Well, you heard it here first: Nvidia admits AI models generally lack "common sense." I mean, obviously this is far from some earth-shattering revelation—anyone with eyes on this news story knows not to put glue in their pizza sauce, but that hasn't stopped Google's AI overview from suggesting you add a dollop to make it extra sticky. So, how is Nvidia attempting to remedy this? With human tutors, naturally.
In a recent blog post, Nvidia detailed how its data factory team is approaching teaching generative AI knowledge about the world that humans take for granted. Made up of analysts hailing from "various backgrounds including bioengineering, business, and linguistics," the team is "working to develop, analyze and compile hundreds of thousands of data units" in the hopes of teaching Nvidia's AI models how to make the metaphorical pizza sauce.
Cosmos Reason is the AI model that Nvidia is hoping will lead the charge. The company explains, "Cosmos Reason is unique compared with previous [vision language model or VLM] as it’s designed to accelerate physical AI development for fields such as robotics, autonomous vehicles and smart spaces. The model can infer and reason through unprecedented scenarios using physical common-sense knowledge."

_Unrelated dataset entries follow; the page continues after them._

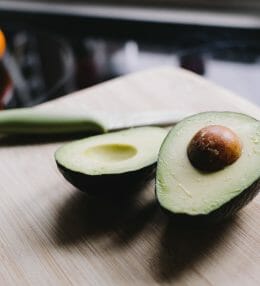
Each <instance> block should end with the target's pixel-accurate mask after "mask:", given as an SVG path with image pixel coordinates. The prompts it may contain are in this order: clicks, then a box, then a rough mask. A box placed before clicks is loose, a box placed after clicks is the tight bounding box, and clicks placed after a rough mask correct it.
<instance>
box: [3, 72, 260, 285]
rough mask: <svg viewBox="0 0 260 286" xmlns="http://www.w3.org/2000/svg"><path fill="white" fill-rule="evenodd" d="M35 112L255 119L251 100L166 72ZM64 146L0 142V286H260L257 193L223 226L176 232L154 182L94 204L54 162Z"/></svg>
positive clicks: (127, 80) (14, 138) (258, 235)
mask: <svg viewBox="0 0 260 286" xmlns="http://www.w3.org/2000/svg"><path fill="white" fill-rule="evenodd" d="M39 108H50V109H51V108H54V109H66V108H70V109H71V108H74V109H75V110H77V109H86V110H103V111H110V112H111V113H113V112H117V111H120V112H122V111H131V110H133V111H138V110H140V111H144V110H151V109H153V110H164V109H167V110H169V109H173V110H174V109H175V110H181V109H185V108H189V109H192V110H193V111H194V112H198V111H204V110H235V111H242V112H245V113H248V114H251V115H253V116H255V117H258V118H260V113H259V108H258V107H256V106H254V105H253V104H251V103H248V102H247V101H245V100H243V99H240V98H239V97H236V96H234V95H232V94H230V93H229V92H227V91H225V90H223V89H221V88H219V87H217V86H215V85H212V84H210V83H208V82H206V81H204V80H200V79H198V78H197V77H193V76H191V75H190V74H189V73H186V72H182V71H179V70H175V69H172V68H161V69H155V70H150V71H146V72H140V73H137V74H133V75H130V76H127V77H123V78H120V79H116V80H113V81H110V82H107V83H104V84H101V85H98V86H95V87H93V88H90V89H87V90H83V91H80V92H76V93H74V94H71V95H68V96H67V97H64V98H62V99H59V100H56V101H53V102H50V103H47V104H45V105H43V106H41V107H39ZM61 143H62V142H55V141H53V142H51V143H50V142H48V140H40V138H37V137H34V138H20V139H18V138H14V137H13V138H2V139H1V141H0V145H1V147H0V158H1V160H0V172H1V179H0V210H1V211H0V259H1V264H0V281H1V282H0V284H1V285H192V286H193V285H260V272H259V269H260V225H259V221H260V198H259V196H258V197H257V198H256V199H255V200H254V201H253V202H251V203H250V204H249V205H248V206H247V207H246V208H244V209H243V210H242V211H240V212H239V214H237V216H236V217H234V218H233V219H232V220H230V221H228V222H225V223H223V224H221V225H217V226H212V227H207V228H198V227H197V228H185V227H182V228H181V227H180V226H176V225H173V224H171V223H170V222H169V221H168V220H167V218H166V217H165V216H164V215H163V214H161V212H160V210H159V209H158V206H157V204H156V202H155V199H154V182H153V181H151V182H147V184H146V186H143V187H142V188H141V189H140V190H136V192H135V195H133V197H131V199H118V200H113V201H109V200H106V201H102V200H96V201H95V200H93V199H90V198H88V197H87V196H86V195H84V194H82V193H80V192H79V191H77V190H76V189H75V188H74V187H72V186H71V185H70V184H69V183H67V182H66V181H65V180H64V179H63V177H62V176H61V175H60V174H59V172H58V171H57V168H56V166H55V162H54V157H53V153H54V151H55V150H56V148H57V147H58V146H60V145H61ZM107 191H108V192H109V188H108V189H107ZM123 191H124V190H122V192H123Z"/></svg>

That's a big claim, so how has Nvidia managed that? Well, via the considerably less impressive form of a series of multiple choice questions—like a pop quiz for AI.
Nvidia writes, "It all starts with an NVIDIA annotation group that creates question-and-answer pairs based on video data."
Ah, that's the 'visual' bit of 'visual language model.' In the case of an example video depicting someone cutting fresh spaghetti, a human annotator asks the AI which hand is used to chop the strands of destined deliciousness (and that's the 'language' bit). The AI must then choose correctly from four possible answers, which includes 'doesn't use hands' (now that I'd like to see).
Testing the AI like a student might be tested by a teacher with feedback addressing wonky answers, is called Reinforcement Learning. Through many, many rounds of this sort of testing, in addition to a rigorous quality assurance back and forth between the data factory team leads and the Cosmos Reason research team, it's hoped some knowledge of the physical world might just stick in the model.
This is all in aid of developing AI models that can be used to control, say, physical machinery around a factory environment. Nvidia research scientist Yin Cui comments, "Without basic knowledge about the physical world, a robot may fall down or accidentally break something, causing danger to the surrounding people and environment."
Indeed, lacking knowledge about the physical world is a scenario you can see play out repeatedly during the highlight reel out of the World Humanoid Robot Games. Setting humanoid bot mishaps aside for the moment, Amazon has over 1 million human employees working alongside an army of robots that may one day outnumber them. With that in mind, it's easy to see why developing reasoning AI models that can reliably interact with the physical world has so captured big tech's imagination.